This Halloween – don’t let AI scare you

Is AI sneaking up on you through student submissions?

In one form or another, generative AI is finding its way into students’ works. Grammarly has typically been embrace for allowing students to more clearly express their ideas. There’s a chance that a rephrasing tool could be doing the same. Then there’s the increasing additions of supportive AI tools to platforms like Google Workspace and Documents and, if reports are true, Apple’s full-on embrace of AI in its upcoming operating systems. It’s conceivable that by the start of the next school year, every platform we’re used to interacting with will have been “augmented” by AI.

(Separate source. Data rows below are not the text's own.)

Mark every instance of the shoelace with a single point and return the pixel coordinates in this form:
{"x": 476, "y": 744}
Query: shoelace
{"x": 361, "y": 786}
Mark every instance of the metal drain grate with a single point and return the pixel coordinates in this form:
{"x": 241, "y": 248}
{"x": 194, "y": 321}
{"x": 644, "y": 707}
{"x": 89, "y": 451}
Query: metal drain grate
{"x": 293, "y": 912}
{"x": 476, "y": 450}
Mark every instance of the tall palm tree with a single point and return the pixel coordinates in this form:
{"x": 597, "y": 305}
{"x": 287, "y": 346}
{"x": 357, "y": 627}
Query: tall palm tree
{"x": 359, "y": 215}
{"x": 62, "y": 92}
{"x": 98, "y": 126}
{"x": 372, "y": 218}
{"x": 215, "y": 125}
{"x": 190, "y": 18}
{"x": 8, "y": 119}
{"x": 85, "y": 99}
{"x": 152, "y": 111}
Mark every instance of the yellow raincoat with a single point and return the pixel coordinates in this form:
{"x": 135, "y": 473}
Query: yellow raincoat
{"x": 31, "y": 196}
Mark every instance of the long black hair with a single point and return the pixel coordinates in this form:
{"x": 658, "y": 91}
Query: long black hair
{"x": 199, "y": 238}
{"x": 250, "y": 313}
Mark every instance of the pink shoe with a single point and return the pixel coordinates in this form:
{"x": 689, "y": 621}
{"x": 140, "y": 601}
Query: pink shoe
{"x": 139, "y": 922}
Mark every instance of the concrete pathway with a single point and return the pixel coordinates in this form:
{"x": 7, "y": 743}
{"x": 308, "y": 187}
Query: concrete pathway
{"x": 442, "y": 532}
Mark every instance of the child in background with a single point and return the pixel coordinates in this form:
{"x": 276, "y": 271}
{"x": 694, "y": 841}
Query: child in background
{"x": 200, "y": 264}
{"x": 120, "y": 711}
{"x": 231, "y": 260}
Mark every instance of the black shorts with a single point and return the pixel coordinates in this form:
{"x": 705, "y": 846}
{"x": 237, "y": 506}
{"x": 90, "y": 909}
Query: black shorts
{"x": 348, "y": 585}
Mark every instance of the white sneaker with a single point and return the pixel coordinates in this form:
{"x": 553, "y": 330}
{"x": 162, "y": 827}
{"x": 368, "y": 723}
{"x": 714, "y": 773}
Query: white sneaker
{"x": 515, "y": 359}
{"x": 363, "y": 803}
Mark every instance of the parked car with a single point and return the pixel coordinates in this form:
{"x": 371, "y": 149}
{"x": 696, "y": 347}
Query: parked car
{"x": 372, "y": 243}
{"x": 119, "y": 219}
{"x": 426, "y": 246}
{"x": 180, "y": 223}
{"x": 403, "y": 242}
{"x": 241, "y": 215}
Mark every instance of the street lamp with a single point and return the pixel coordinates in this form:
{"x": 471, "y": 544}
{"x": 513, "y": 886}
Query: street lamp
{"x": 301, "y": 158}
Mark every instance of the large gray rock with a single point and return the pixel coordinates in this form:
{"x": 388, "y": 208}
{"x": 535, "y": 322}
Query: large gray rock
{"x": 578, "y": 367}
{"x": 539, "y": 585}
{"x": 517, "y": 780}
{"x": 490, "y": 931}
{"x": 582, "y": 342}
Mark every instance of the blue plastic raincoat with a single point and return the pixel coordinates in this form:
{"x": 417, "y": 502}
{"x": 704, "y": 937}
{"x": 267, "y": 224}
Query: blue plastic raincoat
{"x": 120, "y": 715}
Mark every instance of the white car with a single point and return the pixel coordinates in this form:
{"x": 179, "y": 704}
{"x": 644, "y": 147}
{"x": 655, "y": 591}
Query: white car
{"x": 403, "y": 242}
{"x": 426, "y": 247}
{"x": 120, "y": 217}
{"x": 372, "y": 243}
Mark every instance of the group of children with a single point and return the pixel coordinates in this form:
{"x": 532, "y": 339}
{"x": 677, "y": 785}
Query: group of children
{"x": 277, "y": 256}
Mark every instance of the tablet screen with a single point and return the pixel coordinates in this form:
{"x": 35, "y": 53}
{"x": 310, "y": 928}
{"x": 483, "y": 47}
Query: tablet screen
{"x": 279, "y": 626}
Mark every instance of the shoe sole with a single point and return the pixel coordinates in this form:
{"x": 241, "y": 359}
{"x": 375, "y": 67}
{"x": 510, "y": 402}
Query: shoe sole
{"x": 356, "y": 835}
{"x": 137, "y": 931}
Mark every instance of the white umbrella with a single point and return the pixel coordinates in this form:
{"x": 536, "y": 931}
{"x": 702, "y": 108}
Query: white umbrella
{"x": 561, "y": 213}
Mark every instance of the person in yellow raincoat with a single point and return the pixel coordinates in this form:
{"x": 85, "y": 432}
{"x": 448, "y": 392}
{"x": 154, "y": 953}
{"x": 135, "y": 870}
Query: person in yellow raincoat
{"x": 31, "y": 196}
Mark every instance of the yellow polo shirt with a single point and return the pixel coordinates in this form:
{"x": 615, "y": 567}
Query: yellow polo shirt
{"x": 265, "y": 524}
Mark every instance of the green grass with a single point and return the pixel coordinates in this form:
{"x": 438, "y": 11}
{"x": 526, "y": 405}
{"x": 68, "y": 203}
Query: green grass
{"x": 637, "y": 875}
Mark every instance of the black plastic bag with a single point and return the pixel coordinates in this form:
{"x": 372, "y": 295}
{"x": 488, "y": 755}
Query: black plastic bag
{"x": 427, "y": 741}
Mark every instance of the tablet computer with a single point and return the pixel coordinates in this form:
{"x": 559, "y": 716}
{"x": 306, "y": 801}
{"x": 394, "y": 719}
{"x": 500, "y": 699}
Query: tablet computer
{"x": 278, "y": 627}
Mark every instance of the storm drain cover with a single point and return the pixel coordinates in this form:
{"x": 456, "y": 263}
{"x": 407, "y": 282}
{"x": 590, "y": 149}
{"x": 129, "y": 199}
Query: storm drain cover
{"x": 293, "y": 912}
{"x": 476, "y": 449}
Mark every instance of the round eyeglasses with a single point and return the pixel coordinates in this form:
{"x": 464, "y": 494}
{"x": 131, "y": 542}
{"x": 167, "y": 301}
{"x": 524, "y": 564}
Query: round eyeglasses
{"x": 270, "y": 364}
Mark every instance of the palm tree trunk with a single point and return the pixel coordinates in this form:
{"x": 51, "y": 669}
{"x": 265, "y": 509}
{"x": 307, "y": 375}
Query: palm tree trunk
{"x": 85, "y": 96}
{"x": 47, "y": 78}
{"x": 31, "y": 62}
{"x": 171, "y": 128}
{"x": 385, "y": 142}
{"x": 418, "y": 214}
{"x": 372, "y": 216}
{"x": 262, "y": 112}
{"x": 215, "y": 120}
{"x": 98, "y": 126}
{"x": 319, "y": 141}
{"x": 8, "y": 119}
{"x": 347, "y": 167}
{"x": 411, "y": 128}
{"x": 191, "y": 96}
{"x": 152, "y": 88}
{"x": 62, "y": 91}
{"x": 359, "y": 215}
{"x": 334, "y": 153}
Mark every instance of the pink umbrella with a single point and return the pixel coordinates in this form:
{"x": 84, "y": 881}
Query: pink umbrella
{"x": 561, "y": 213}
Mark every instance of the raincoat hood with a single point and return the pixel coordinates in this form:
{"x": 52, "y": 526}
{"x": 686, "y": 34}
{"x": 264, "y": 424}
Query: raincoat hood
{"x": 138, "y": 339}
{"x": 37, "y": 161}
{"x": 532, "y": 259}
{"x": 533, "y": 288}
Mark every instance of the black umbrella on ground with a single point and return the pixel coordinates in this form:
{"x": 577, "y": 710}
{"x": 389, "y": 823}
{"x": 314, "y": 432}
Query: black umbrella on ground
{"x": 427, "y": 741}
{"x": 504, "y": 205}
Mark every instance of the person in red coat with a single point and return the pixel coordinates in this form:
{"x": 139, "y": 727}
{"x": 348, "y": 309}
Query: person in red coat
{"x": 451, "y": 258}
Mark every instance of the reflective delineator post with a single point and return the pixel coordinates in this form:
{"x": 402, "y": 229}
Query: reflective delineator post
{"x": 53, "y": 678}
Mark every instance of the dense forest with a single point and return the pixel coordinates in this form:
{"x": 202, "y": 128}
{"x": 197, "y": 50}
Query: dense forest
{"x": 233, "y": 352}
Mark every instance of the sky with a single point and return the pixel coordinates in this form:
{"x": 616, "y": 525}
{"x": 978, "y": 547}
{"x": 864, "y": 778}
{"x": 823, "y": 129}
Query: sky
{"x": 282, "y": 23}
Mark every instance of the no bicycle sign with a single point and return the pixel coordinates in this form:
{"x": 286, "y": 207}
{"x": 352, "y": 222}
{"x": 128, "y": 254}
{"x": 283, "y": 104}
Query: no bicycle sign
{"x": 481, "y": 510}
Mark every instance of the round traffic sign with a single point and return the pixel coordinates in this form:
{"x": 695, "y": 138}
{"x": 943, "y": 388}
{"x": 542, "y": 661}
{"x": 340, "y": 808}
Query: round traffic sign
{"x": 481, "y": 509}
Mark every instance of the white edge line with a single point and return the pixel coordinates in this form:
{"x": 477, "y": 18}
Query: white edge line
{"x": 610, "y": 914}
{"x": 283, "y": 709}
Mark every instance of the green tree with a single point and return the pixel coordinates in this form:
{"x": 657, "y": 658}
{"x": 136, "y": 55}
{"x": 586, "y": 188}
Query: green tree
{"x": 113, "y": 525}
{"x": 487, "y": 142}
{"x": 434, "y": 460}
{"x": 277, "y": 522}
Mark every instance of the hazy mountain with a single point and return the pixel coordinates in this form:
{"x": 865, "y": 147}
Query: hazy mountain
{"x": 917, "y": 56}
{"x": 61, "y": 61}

So, the question will become to block, or not to block? The analogy I use when speaking with educators is that of the walled-garden, which has been used to enforce academic integrity for centuries now. Whether it was the floor of the arena taken over for final exams, a lecture hall, or a locked-down digital interface, schools have been in search of the best venue to ensure that the only content resource available to a student was the one between their ears. And yet, we know that students have always been industrious and motivated to work less, so we have to use tools like our Document Audit, History Reports, and Replay as a digital-walled-garden equivalent.

But, is a block and enforce approach the correct approach?

AI can be frighteningly good at helping your students!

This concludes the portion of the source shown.